HealthDay News — Physicians are generally comfortable with deprescribing for elderly patients, although there are several barriers to deprescribing, according to a study published online in the Journal of Clinical Pharmacy and Therapeutics.
Laurence Djatche, Pharm.D., from Thomas Jefferson University in Philadelphia, and colleagues administered a survey to 160 physicians attending an educational session related to deprescribing. Participants were asked to assess their level of agreement on nine questions relating to their perception of deprescribing and potential factors affecting the process of deprescribing.

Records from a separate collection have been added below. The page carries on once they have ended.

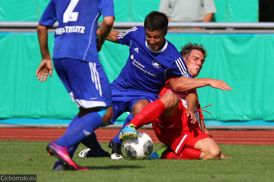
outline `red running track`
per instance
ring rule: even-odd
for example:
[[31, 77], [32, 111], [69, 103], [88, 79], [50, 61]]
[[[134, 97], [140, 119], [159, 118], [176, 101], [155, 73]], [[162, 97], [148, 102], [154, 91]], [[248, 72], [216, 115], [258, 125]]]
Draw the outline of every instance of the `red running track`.
[[[51, 141], [58, 139], [65, 132], [65, 128], [0, 128], [0, 140], [15, 139], [27, 141]], [[95, 130], [100, 142], [109, 142], [120, 130], [116, 128], [99, 128]], [[148, 134], [154, 143], [160, 143], [152, 129], [138, 131]], [[274, 130], [210, 130], [217, 143], [232, 145], [274, 145]]]

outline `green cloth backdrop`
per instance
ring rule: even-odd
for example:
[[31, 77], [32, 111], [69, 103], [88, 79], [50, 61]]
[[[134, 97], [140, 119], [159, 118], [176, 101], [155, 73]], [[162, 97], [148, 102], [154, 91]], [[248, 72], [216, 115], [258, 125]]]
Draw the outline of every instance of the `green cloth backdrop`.
[[[168, 33], [179, 50], [191, 41], [202, 44], [209, 55], [199, 77], [223, 80], [233, 88], [197, 89], [206, 119], [274, 121], [274, 34]], [[53, 34], [49, 36], [52, 50]], [[35, 74], [40, 61], [35, 33], [0, 33], [0, 118], [69, 118], [78, 109], [54, 71], [45, 82]], [[100, 59], [112, 81], [124, 65], [126, 46], [106, 41]], [[66, 106], [64, 107], [64, 106]]]

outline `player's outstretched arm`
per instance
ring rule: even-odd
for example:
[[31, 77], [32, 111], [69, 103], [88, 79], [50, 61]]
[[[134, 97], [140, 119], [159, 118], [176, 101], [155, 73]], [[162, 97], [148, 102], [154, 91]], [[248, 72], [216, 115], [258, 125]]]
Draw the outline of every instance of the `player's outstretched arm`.
[[[100, 30], [97, 30], [97, 31], [96, 31], [96, 36], [99, 36], [100, 31]], [[111, 30], [106, 38], [106, 40], [116, 43], [120, 43], [118, 40], [118, 35], [120, 33], [119, 32], [115, 30]]]
[[191, 122], [193, 124], [197, 121], [194, 113], [196, 100], [196, 94], [195, 90], [186, 91], [185, 100], [188, 108], [187, 110], [185, 112], [185, 114], [190, 118]]
[[36, 70], [35, 76], [37, 77], [37, 80], [41, 82], [43, 80], [44, 81], [46, 81], [49, 74], [51, 76], [53, 69], [47, 44], [48, 28], [45, 26], [38, 25], [37, 29], [42, 60]]
[[232, 90], [231, 87], [224, 81], [212, 78], [175, 78], [170, 79], [169, 84], [172, 89], [180, 91], [189, 91], [208, 86], [224, 91]]
[[[114, 17], [113, 16], [105, 16], [103, 18], [103, 21], [100, 28], [100, 31], [99, 32], [98, 42], [97, 44], [97, 51], [101, 50], [102, 46], [105, 42], [105, 40], [109, 34], [112, 28]], [[97, 31], [96, 35], [97, 36]]]

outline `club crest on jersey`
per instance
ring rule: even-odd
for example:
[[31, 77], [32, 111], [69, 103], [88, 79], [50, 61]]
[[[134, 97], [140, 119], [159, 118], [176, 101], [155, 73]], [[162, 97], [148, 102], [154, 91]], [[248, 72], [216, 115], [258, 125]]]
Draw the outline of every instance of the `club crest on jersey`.
[[152, 65], [153, 65], [153, 66], [157, 68], [160, 67], [162, 66], [162, 65], [161, 65], [159, 62], [155, 60], [152, 61]]
[[185, 73], [182, 76], [182, 77], [189, 78], [190, 77], [189, 76], [189, 75], [187, 73]]
[[135, 51], [135, 52], [137, 53], [139, 53], [139, 48], [138, 47], [136, 47], [136, 48], [134, 48], [133, 49], [133, 50]]

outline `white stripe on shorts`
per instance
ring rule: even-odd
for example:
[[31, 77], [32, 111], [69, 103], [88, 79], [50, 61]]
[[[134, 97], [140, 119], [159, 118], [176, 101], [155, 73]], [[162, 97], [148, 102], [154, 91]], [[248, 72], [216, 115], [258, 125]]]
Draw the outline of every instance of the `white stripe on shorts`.
[[183, 137], [183, 139], [182, 139], [182, 140], [181, 140], [181, 141], [180, 142], [180, 143], [179, 143], [179, 144], [177, 146], [177, 147], [176, 147], [176, 150], [175, 150], [175, 153], [177, 154], [177, 152], [178, 152], [178, 150], [180, 148], [180, 147], [181, 147], [181, 146], [182, 145], [182, 143], [183, 143], [183, 142], [184, 142], [184, 139], [185, 139], [186, 137], [188, 135], [186, 134], [184, 135], [184, 137]]
[[100, 77], [99, 74], [96, 70], [96, 64], [95, 63], [89, 63], [90, 68], [90, 73], [91, 75], [91, 78], [92, 82], [95, 85], [96, 89], [99, 91], [100, 96], [102, 97], [102, 88], [100, 82]]

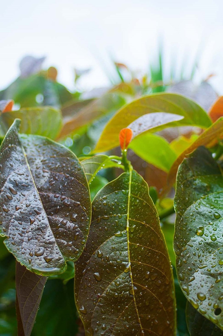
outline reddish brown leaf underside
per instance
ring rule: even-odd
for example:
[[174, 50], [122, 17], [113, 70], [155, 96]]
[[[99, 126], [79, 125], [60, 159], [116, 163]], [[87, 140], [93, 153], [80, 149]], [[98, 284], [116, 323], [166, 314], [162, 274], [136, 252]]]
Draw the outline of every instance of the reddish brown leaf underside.
[[15, 277], [18, 334], [29, 336], [47, 278], [30, 272], [18, 262]]

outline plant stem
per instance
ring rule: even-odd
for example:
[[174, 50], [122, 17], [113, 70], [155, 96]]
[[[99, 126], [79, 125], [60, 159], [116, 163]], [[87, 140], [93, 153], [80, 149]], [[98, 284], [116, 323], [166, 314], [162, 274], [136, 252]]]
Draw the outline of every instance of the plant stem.
[[167, 209], [165, 209], [165, 210], [163, 210], [161, 211], [159, 215], [159, 219], [160, 220], [163, 219], [164, 218], [168, 217], [168, 216], [172, 215], [173, 213], [174, 213], [175, 212], [174, 207], [173, 205], [170, 208], [169, 208]]

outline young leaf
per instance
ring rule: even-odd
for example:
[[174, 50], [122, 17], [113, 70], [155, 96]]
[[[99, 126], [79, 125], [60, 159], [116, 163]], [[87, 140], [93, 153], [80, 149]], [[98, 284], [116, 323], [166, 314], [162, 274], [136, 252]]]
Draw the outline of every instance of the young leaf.
[[[148, 113], [165, 112], [184, 117], [169, 126], [193, 125], [206, 128], [211, 124], [206, 112], [196, 103], [184, 97], [171, 93], [157, 93], [143, 97], [120, 110], [110, 120], [101, 134], [94, 150], [103, 152], [118, 145], [121, 129], [128, 127], [134, 120]], [[159, 130], [166, 127], [159, 126]]]
[[199, 312], [188, 301], [186, 316], [191, 336], [223, 336], [223, 331]]
[[89, 184], [101, 169], [112, 167], [123, 168], [117, 159], [114, 159], [112, 156], [104, 155], [96, 155], [85, 159], [81, 161], [81, 164]]
[[219, 97], [211, 106], [208, 114], [213, 122], [223, 116], [223, 96]]
[[18, 334], [30, 336], [47, 278], [16, 263], [16, 286]]
[[0, 111], [2, 113], [11, 111], [14, 104], [14, 101], [11, 99], [0, 100]]
[[0, 233], [29, 269], [61, 273], [79, 257], [88, 234], [87, 182], [73, 153], [43, 137], [19, 136], [19, 123], [0, 148]]
[[220, 118], [188, 147], [173, 163], [167, 176], [167, 190], [174, 183], [179, 165], [183, 158], [200, 146], [205, 146], [223, 135], [223, 117]]
[[121, 149], [126, 149], [132, 140], [133, 132], [131, 128], [123, 128], [119, 133], [119, 143]]
[[137, 136], [129, 147], [146, 162], [167, 172], [176, 159], [166, 140], [154, 134], [145, 133]]
[[184, 159], [177, 177], [174, 239], [177, 272], [193, 306], [223, 329], [223, 205], [221, 169], [208, 150], [199, 147]]
[[76, 305], [87, 336], [175, 335], [172, 270], [148, 186], [124, 173], [97, 195], [75, 264]]
[[49, 107], [4, 112], [0, 117], [0, 122], [7, 131], [17, 118], [21, 120], [21, 132], [26, 134], [43, 135], [54, 139], [62, 127], [61, 112]]

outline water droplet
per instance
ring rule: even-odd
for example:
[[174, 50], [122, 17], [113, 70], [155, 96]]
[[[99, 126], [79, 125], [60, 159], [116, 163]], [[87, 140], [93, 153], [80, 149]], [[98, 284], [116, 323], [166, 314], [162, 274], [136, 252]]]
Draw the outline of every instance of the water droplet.
[[81, 313], [82, 313], [82, 314], [87, 313], [87, 310], [85, 309], [85, 307], [84, 307], [84, 306], [83, 305], [80, 308], [80, 311]]
[[100, 281], [101, 280], [101, 277], [99, 273], [95, 273], [93, 274], [94, 277], [97, 281]]
[[38, 250], [35, 252], [35, 255], [36, 257], [41, 257], [44, 254], [45, 251], [44, 247], [40, 247]]
[[214, 212], [214, 217], [215, 218], [216, 218], [216, 219], [218, 219], [219, 218], [220, 218], [221, 217], [221, 215], [218, 212]]
[[203, 301], [204, 300], [205, 300], [206, 299], [206, 295], [205, 294], [203, 294], [203, 293], [202, 293], [201, 292], [197, 293], [197, 296], [198, 297], [198, 298], [199, 300], [200, 300], [201, 301]]
[[196, 230], [196, 234], [197, 236], [203, 236], [204, 233], [204, 228], [203, 226], [199, 226]]

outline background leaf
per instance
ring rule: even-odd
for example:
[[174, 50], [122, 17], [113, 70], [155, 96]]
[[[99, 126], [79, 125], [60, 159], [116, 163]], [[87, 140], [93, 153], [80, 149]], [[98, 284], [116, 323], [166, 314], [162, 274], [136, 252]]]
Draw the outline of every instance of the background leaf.
[[167, 172], [177, 157], [166, 140], [161, 136], [149, 133], [134, 139], [129, 148], [146, 162]]
[[21, 120], [21, 133], [26, 134], [43, 135], [54, 139], [62, 128], [61, 111], [49, 106], [5, 112], [0, 117], [0, 123], [7, 131], [16, 118]]
[[188, 300], [222, 329], [223, 195], [221, 170], [209, 151], [199, 148], [184, 159], [177, 173], [176, 269]]
[[191, 336], [223, 336], [223, 331], [198, 311], [188, 301], [186, 314]]
[[220, 118], [206, 130], [190, 146], [178, 157], [173, 163], [167, 176], [167, 190], [174, 183], [179, 165], [187, 154], [191, 153], [200, 146], [208, 145], [223, 134], [223, 117]]
[[124, 173], [92, 206], [86, 248], [75, 264], [86, 335], [174, 335], [172, 271], [148, 185], [135, 171]]
[[48, 275], [78, 258], [88, 234], [91, 204], [73, 153], [49, 139], [19, 137], [16, 120], [0, 149], [0, 230], [22, 264]]
[[[134, 100], [116, 113], [105, 128], [94, 152], [107, 151], [117, 146], [121, 129], [128, 127], [131, 123], [144, 115], [157, 112], [184, 117], [182, 120], [168, 124], [170, 126], [193, 125], [206, 128], [211, 124], [205, 111], [194, 102], [184, 97], [166, 93], [147, 96]], [[158, 129], [163, 128], [160, 127]]]

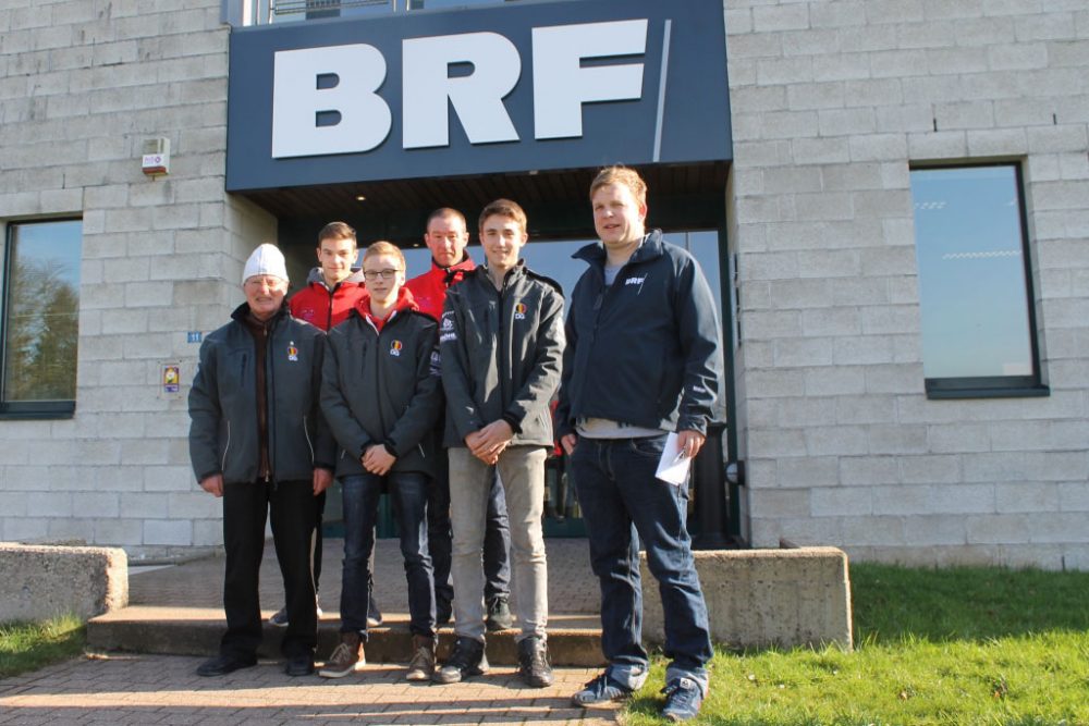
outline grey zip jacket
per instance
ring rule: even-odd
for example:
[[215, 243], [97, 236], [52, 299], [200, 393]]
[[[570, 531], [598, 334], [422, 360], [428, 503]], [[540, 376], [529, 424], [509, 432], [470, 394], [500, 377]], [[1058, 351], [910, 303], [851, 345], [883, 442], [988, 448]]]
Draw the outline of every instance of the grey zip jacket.
[[391, 471], [436, 475], [430, 433], [442, 411], [438, 325], [402, 291], [408, 305], [399, 305], [381, 332], [359, 311], [370, 305], [365, 295], [326, 339], [321, 409], [341, 445], [338, 477], [364, 473], [359, 457], [375, 444], [397, 457]]
[[559, 283], [518, 262], [502, 291], [479, 267], [446, 292], [439, 325], [446, 446], [499, 419], [511, 445], [551, 446], [549, 403], [563, 361], [563, 293]]
[[[200, 367], [189, 390], [189, 458], [197, 481], [252, 482], [260, 466], [257, 427], [256, 342], [233, 320], [200, 345]], [[284, 305], [272, 319], [265, 356], [271, 481], [309, 481], [316, 467], [332, 469], [335, 443], [318, 407], [325, 333], [296, 320]]]

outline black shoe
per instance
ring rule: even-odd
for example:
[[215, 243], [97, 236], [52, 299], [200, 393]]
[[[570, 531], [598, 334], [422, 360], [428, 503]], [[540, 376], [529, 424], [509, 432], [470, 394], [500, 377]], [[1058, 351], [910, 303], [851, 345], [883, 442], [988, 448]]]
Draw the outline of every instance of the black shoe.
[[488, 618], [485, 620], [488, 630], [506, 630], [514, 625], [514, 616], [511, 615], [511, 605], [506, 598], [495, 598], [488, 603]]
[[238, 657], [236, 655], [217, 655], [197, 666], [198, 676], [225, 676], [234, 673], [238, 668], [248, 668], [257, 665], [255, 656]]
[[450, 602], [436, 602], [435, 603], [435, 625], [436, 627], [442, 625], [449, 625], [450, 618], [453, 617], [454, 611], [450, 606]]
[[529, 636], [518, 643], [518, 676], [531, 688], [552, 685], [552, 666], [543, 638]]
[[431, 680], [436, 684], [457, 684], [469, 676], [479, 676], [488, 669], [488, 659], [484, 654], [484, 643], [473, 638], [458, 637], [454, 641], [454, 652], [446, 664], [435, 672]]
[[287, 659], [287, 663], [283, 666], [283, 672], [289, 676], [313, 676], [314, 675], [314, 656], [313, 655], [293, 655]]

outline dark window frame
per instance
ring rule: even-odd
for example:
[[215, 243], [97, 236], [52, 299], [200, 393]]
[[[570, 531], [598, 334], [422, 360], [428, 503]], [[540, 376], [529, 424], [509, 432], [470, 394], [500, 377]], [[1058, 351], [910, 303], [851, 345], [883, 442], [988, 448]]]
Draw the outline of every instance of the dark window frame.
[[[1032, 360], [1032, 373], [1029, 376], [971, 376], [925, 379], [928, 398], [1024, 398], [1051, 395], [1040, 370], [1040, 341], [1036, 322], [1036, 287], [1032, 284], [1031, 249], [1028, 234], [1028, 209], [1025, 204], [1025, 175], [1023, 160], [986, 161], [986, 162], [951, 162], [951, 163], [918, 163], [910, 164], [908, 172], [916, 171], [952, 171], [958, 169], [1012, 168], [1014, 183], [1017, 187], [1017, 210], [1020, 221], [1021, 272], [1025, 275], [1025, 303], [1028, 313], [1029, 349]], [[914, 212], [913, 212], [914, 220]], [[916, 233], [915, 245], [919, 239]], [[920, 271], [921, 273], [921, 271]], [[919, 304], [922, 304], [921, 295]], [[921, 332], [920, 332], [921, 334]]]
[[[4, 220], [3, 247], [0, 248], [0, 420], [5, 419], [70, 419], [75, 416], [75, 399], [72, 401], [8, 401], [4, 391], [7, 380], [8, 308], [11, 284], [12, 235], [20, 226], [30, 224], [53, 224], [58, 222], [83, 222], [83, 217], [50, 217], [46, 219]], [[82, 263], [82, 255], [78, 262]], [[78, 358], [77, 358], [78, 362]]]

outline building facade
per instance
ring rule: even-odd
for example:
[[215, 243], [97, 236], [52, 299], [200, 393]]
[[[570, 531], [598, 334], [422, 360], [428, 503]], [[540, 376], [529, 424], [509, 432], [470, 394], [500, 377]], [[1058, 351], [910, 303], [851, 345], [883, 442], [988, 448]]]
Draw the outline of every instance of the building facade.
[[[684, 45], [714, 73], [669, 87], [696, 103], [729, 99], [723, 153], [670, 160], [666, 139], [661, 159], [576, 149], [563, 168], [489, 161], [503, 147], [474, 146], [452, 99], [448, 143], [469, 149], [456, 174], [441, 160], [368, 176], [374, 165], [304, 150], [326, 159], [314, 164], [328, 177], [281, 164], [296, 181], [261, 188], [232, 179], [250, 130], [267, 134], [257, 127], [268, 122], [259, 109], [237, 115], [246, 96], [232, 84], [254, 67], [238, 48], [272, 37], [281, 50], [321, 47], [397, 13], [266, 25], [257, 7], [262, 22], [245, 26], [254, 8], [219, 0], [0, 2], [0, 539], [135, 557], [220, 544], [220, 503], [188, 465], [185, 394], [200, 336], [242, 302], [243, 261], [259, 242], [279, 241], [301, 282], [319, 220], [412, 247], [432, 202], [472, 222], [498, 192], [528, 201], [531, 225], [544, 220], [537, 237], [552, 241], [535, 254], [563, 282], [580, 270], [560, 251], [592, 230], [590, 170], [627, 162], [651, 181], [652, 225], [694, 249], [712, 239], [700, 259], [721, 292], [741, 541], [1089, 568], [1089, 9], [712, 2], [724, 44], [710, 42], [715, 33], [682, 44], [682, 10], [708, 3], [668, 3], [682, 10], [651, 17], [641, 53], [614, 52], [643, 59], [639, 98], [584, 99], [579, 133], [594, 147], [610, 125], [596, 114], [635, 118], [624, 103], [657, 108], [660, 133], [656, 94], [666, 60], [683, 67]], [[462, 4], [481, 7], [402, 9], [395, 27], [405, 38], [501, 30], [522, 48], [541, 19], [571, 23], [575, 3]], [[594, 22], [645, 10], [579, 4]], [[516, 10], [529, 19], [522, 29], [504, 25]], [[389, 100], [405, 64], [387, 61], [392, 79], [375, 90]], [[504, 102], [528, 144], [535, 111], [519, 103], [543, 71], [526, 52], [522, 66]], [[379, 139], [359, 158], [421, 158], [401, 118], [415, 96], [397, 98], [389, 133], [403, 144]], [[166, 175], [155, 169], [163, 152]]]

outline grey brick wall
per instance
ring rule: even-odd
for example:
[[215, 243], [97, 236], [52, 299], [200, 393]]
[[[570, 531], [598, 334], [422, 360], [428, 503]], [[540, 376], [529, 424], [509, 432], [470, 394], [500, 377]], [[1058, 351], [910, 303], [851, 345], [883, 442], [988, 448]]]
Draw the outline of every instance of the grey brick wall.
[[[752, 543], [1089, 563], [1089, 9], [725, 0]], [[1047, 398], [928, 401], [908, 170], [1026, 177]]]
[[[0, 224], [84, 222], [75, 417], [0, 421], [0, 539], [135, 556], [221, 539], [219, 502], [188, 466], [186, 333], [228, 319], [276, 222], [223, 190], [219, 13], [218, 0], [0, 7]], [[156, 137], [171, 173], [151, 180], [140, 155]], [[166, 361], [182, 365], [181, 397], [160, 394]]]

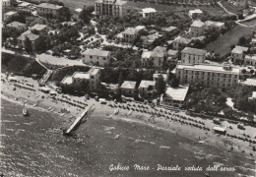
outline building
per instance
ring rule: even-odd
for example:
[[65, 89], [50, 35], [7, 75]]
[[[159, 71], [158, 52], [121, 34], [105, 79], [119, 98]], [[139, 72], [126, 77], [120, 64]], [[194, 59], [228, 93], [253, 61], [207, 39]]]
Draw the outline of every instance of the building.
[[18, 46], [20, 48], [25, 48], [25, 41], [26, 41], [26, 38], [29, 38], [29, 40], [32, 42], [32, 50], [35, 49], [35, 46], [37, 44], [37, 41], [39, 39], [39, 35], [37, 34], [34, 34], [32, 32], [31, 30], [23, 32], [18, 38], [17, 38], [17, 43], [18, 43]]
[[177, 65], [181, 84], [198, 83], [206, 87], [229, 88], [238, 83], [240, 70], [229, 65]]
[[101, 49], [88, 49], [82, 53], [82, 62], [85, 64], [94, 64], [105, 66], [110, 61], [110, 51]]
[[167, 88], [165, 92], [160, 96], [160, 103], [164, 105], [181, 107], [185, 101], [189, 85], [180, 85], [177, 88]]
[[246, 55], [244, 57], [244, 64], [256, 67], [256, 55]]
[[206, 50], [186, 47], [181, 51], [181, 63], [182, 64], [202, 64], [206, 59]]
[[174, 50], [182, 50], [190, 42], [191, 39], [179, 35], [172, 41], [172, 48]]
[[138, 37], [139, 31], [144, 29], [144, 26], [127, 28], [124, 31], [118, 33], [116, 35], [116, 38], [119, 39], [121, 42], [133, 43], [133, 41]]
[[214, 22], [214, 21], [206, 21], [205, 22], [205, 30], [221, 30], [224, 29], [224, 23]]
[[47, 26], [36, 24], [31, 28], [31, 30], [32, 31], [32, 33], [41, 35], [47, 32]]
[[96, 91], [100, 88], [100, 69], [91, 68], [88, 72], [75, 72], [72, 76], [67, 76], [61, 81], [61, 86], [82, 86], [88, 85], [91, 91]]
[[18, 16], [18, 12], [9, 11], [7, 13], [4, 13], [4, 21], [10, 19], [11, 17]]
[[136, 82], [124, 81], [120, 88], [123, 95], [134, 96], [136, 90]]
[[49, 3], [41, 3], [37, 6], [36, 11], [39, 16], [52, 16], [58, 17], [63, 6], [49, 4]]
[[154, 95], [156, 90], [155, 81], [142, 80], [139, 86], [139, 93], [143, 97], [151, 97]]
[[126, 1], [122, 0], [97, 0], [95, 4], [95, 15], [99, 18], [120, 17], [126, 13]]
[[234, 62], [241, 62], [244, 57], [244, 52], [248, 51], [248, 47], [236, 45], [231, 51], [231, 58]]
[[15, 29], [19, 31], [24, 31], [27, 29], [26, 24], [20, 23], [20, 22], [12, 22], [10, 24], [6, 25], [6, 29]]
[[204, 35], [204, 33], [205, 33], [205, 24], [202, 23], [201, 21], [194, 21], [190, 25], [189, 34], [192, 37], [202, 36]]
[[155, 8], [142, 9], [142, 17], [147, 20], [154, 20], [157, 18], [157, 11]]

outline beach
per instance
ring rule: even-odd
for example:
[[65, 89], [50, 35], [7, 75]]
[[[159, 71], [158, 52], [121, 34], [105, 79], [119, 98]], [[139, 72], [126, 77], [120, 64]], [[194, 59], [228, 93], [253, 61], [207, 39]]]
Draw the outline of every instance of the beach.
[[[19, 80], [28, 80], [37, 88], [36, 81]], [[255, 152], [249, 143], [161, 116], [153, 119], [144, 112], [133, 111], [127, 116], [128, 110], [119, 108], [119, 114], [114, 115], [116, 107], [93, 98], [71, 96], [94, 104], [96, 109], [76, 130], [77, 139], [64, 137], [62, 130], [83, 109], [37, 90], [13, 88], [10, 82], [2, 85], [1, 171], [7, 176], [205, 176], [207, 167], [214, 165], [234, 171], [209, 171], [213, 176], [255, 174]], [[24, 107], [31, 116], [22, 115]], [[63, 108], [67, 112], [61, 112]], [[106, 116], [109, 114], [112, 116]], [[212, 120], [193, 119], [204, 121], [209, 128], [213, 124]], [[255, 137], [253, 127], [245, 126], [244, 131], [232, 127], [230, 134]], [[118, 164], [129, 166], [129, 170], [109, 168]], [[150, 169], [135, 169], [136, 164]], [[160, 165], [162, 169], [158, 170]], [[177, 165], [180, 171], [163, 169]], [[185, 170], [193, 165], [195, 168]]]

The researchers found that 72 percent of physicians reported general confidence in their ability to deprescribe. Seventy-eight and 53 percent reported being comfortable deprescribing preventive and guideline-recommended therapy, respectively.
More than one-third of physicians reported lack of evidence on discontinuing preventive medicines and concern about withdrawal side effects as impeding deprescribing. Forty percent of physicians reported hesitance in deprescribing medications when they were initially prescribed by another physician.
Forty-five percent did not feel comfortable deprescribing when patients/caregivers believed that the medication was still needed. About one in four physicians reported lack of time and difficulty engaging patients/caregivers as barriers in the deprescribing process. No strong correlation was identified between physicians' confidence and attitudes or barriers associated with deprescribing.
"An improved understanding of physicians' views on deprescribing may help guide further research, and policies to help patients remain healthy while streamlining their medication regimen," the authors write.